Değerinin yüksek olduğu ve toplam stok tüketiminin% 10'undan az olan kalemler A Kategorisi altında gruplandırılmıştır. C kategorisi düşük maliyetli kalemlerden oluşur ancak çok sayıda birime sahiptir. Kategori B, Kategori A ile Kategori C arasında yer almaktadır. ABC analizi şu şekilde gösterilebilir:

ABC analizinin hesaplanması için aşağıdaki adımlar atılmalıdır:

ben. Her bir malzemenin tüketim değerini hesaplayın.

ii. Bunları tüketim değerlerine göre sıralayın.

iii. Bunları A. B ve C kategorilerinde tüketim değerlerine göre sınıflandırın.

Örnek 8.6:

Aşağıda verilen bilgilerden bir ABC Analiz şeması hazırlayın:

ben. Tam zamanında:

Tam zamanında (JIT) envanter kontrol sistemi Japonya'nın Taiichi Okno tarafından geliştirildi ve ilk kez Japonya'nın Toyata Üretim Şirketi'nde tanıtıldı. Bu yüzden Toyata Üretim Yöntemi olarak da bilinir. Bu sistemin arkasındaki temel fikir, bir firmanın, tedarikçilerin hammaddeleri gerektiğinde ve gerektiğinde teslim edeceği varsayımı üzerine asgari stok seviyesini tutması gerektiğidir. Bu sistem stok taşıma maliyetini sıfıra indirmeye çalışıyor.

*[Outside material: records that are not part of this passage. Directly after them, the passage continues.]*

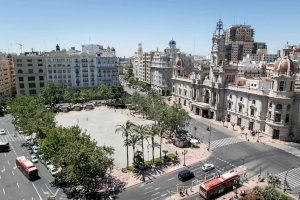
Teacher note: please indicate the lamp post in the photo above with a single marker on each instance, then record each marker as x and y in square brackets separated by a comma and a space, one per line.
[209, 137]
[184, 153]
[195, 129]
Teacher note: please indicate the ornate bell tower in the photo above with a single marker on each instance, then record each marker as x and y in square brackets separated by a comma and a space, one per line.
[218, 55]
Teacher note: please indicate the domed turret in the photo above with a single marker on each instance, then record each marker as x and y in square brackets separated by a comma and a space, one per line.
[284, 66]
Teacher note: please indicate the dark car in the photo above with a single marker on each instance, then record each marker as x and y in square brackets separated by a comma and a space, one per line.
[185, 175]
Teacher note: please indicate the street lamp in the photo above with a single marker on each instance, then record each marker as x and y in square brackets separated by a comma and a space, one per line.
[209, 129]
[184, 153]
[195, 129]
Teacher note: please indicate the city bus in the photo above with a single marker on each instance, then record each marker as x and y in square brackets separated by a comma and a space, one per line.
[216, 186]
[27, 168]
[4, 146]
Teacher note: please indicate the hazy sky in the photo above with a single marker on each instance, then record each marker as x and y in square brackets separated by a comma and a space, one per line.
[41, 24]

JIT'in üç önemli unsuru Tam zamanında üretim, tam zamanında üretim ve tam zamanında tedarik. Tam zamanında satın alma, tam zamanında üretim ve tam zamanında teslimat, ileri üretim teknolojisinin benimsenmesiyle etkili bir şekilde uygulanabilir.

ABD'de benzer envanter kontrol sistemleri pratiktir - buna Sıfır Envanter Sistemi denir. JIT’in kabul edilmesinin envanter maliyetlerinin düşürülmesine, ayrıca israfın, bozulmanın, vb. Azalmasına neden olabileceğinden şüphe yoktur. Ancak uygulamada, sıfır stok seviyesini korumak mümkün değildir; güvenlik kilidi.

4. Borç Hesapları Yönetimi:

Borçlar veya alacaklılar, işletme sermayesinin önemli bileşenlerinden biridir. Borçlar, işletme sermayesinin kendiliğinden finansmanını sağlar. Borç yönetimi, nakit yönetimi ile yakından ilgilidir. Etkin borç yönetimi, bir firmaya sürekli malzeme tedariki sağlar ve itibarını arttırır.

Tedarikçiler borçlu tutarı herhangi bir faizle nadiren talep ettiğinden, genellikle nispeten ucuz bir finansman kaynağı olarak kabul edilir. Bununla birlikte, ticari alacaklılar, nakit alımlarda nakit indirimin keyfini kaybetme sonucu bir maliyete sahip olacaklar.